大橋が対角線構図になるように配置してみる。
大橋が対角線構図になるように配置してみる。

普段構図をあれこれと意識して撮る事はあまりない。といったら嘘になる。日の丸構図と3分割構図は頭の中に常にあり、それらを意識して撮ることがある。しかしそれ以外の構図となると撮影中にはパッと頭の中から出てこない。

典型的な構図は書籍やツイッターなどで色々紹介されている。日の丸構図、2分割構図、3分割構図、対角線構図、放射状構図、シンメトリー構図、トンネル構図、三角形構図、黄金分割構図などなど。

例えば写真を撮っていないときに対角線構図を持ち出してきて、この構図はどういった撮影シーンで役立つだろうと頭を絞ったところでなかなか答えが出てこない。何も撮る物がない状況下で対角線構図に最適な被写体を思い浮かべることは難しい。そもそも対角線構図が見る者にどのような印象やインパクトを与えるのかを、作例が明示されていても家にいながらにして計り知ることは困難だ。これが座学の限界である。

これらの構図を写真を撮るときに思い出したとしても、今現在撮影しているシーンでどれを当てはめたら良いのか迷ったりする。単に構図を駆使して撮ることの経験不足から迷いが生じている可能性もある。やはり撮影経験の積み重ねが物を言うのだろう。
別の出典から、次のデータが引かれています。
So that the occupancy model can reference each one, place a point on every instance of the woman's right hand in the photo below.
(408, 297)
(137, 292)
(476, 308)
六甲アイランド大橋を背景にコスプレ写真を撮ることになった。FGOのコスプレ写真で神戸大橋をロケ地にして撮影しているのはすっかり有名になってしまったが(FGOで持て囃される前に橋だけは撮りに行きましたよ!)、六甲アイランド大橋は神戸大橋よりもちょっと小ぶりな外観で、エヴァンゲリオンのロンギヌスの鑓のような形の海に突き刺さった赤い柱が2本、ちょっと寂しい感じのする橋でもある。あくまで神戸大橋に比べたらだけど。
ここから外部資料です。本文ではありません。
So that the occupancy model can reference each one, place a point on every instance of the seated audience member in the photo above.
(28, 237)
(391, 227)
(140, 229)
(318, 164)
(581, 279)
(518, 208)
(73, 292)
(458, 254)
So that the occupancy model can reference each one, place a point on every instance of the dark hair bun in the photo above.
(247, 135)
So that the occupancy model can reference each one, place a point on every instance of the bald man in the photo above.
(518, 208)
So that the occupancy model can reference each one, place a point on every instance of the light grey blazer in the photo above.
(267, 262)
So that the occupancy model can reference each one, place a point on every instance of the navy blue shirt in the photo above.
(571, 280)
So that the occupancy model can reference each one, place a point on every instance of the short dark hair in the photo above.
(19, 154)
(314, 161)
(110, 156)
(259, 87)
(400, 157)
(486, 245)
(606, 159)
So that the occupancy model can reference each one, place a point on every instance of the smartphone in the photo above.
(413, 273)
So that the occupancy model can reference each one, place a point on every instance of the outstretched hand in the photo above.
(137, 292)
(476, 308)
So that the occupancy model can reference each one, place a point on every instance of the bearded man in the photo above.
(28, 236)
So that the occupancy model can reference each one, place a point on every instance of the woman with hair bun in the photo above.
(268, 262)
巨大建造物を背景にしてどう撮るか迷うことになる。もちろんカメラを向けて撮ればそれはしっかりと写る。しかし印象深い写真を撮るにはどうしたら良いだろうかという観点から考えると、構図に悩むことになる。

とりあえず撮っていった写真をコスプレイヤーさん達にパパパッと見せていった。すると或る写真が表示されたときにレイヤーさんが「あっ」と声を上げた。これが良いという。
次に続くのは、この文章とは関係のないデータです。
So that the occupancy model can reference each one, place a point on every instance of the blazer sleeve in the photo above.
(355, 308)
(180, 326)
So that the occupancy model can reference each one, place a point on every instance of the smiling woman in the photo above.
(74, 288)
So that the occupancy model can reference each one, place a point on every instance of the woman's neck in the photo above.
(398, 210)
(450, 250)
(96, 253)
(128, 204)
よく見ると4人の背景にある六甲アイランド大橋がほぼ対角線構図で撮れていた。

85mm | F1.4 | 1/4000s |  ISO100
85mm | F1.4 | 1/4000s | ISO100

何に対して良いと思ったのか、構図か、それとも4人のポージングの妙か。その両方か。

そういえば以前も、ブライダル会場のコスプレ撮影で、イベント終了間際になって皆気力・体力・精神尽きかけてダレていたところへ、扉の前でシンメトリー構図を使って撮影したら、コスプレイヤー達の萎えかけていたテンションが一気に上がってカンフル剤を打たれたような声で喜ばれたことがあった。定番の構図で撮った写真は人を元気にもする。正直構図が観る人に対してここまで効果があるとは思っていなかった。やはり基本的な構図で撮れている写真は無意識のうちに観る人に深い印象を与えるのだろうと実感した瞬間でもあった。

シンメトリーは美しい

構図以外についても解説していこう。この場所での作例の向きだと昼過ぎは順光で撮れる。4人に光が当たって力強いライティングとなっている。F8まで絞っているが、ISO感度は200と低めで撮れる。順光による顔の影は、Photoshopなどで肌レタッチを施すと若干緩和するから気にする必要はないだろう。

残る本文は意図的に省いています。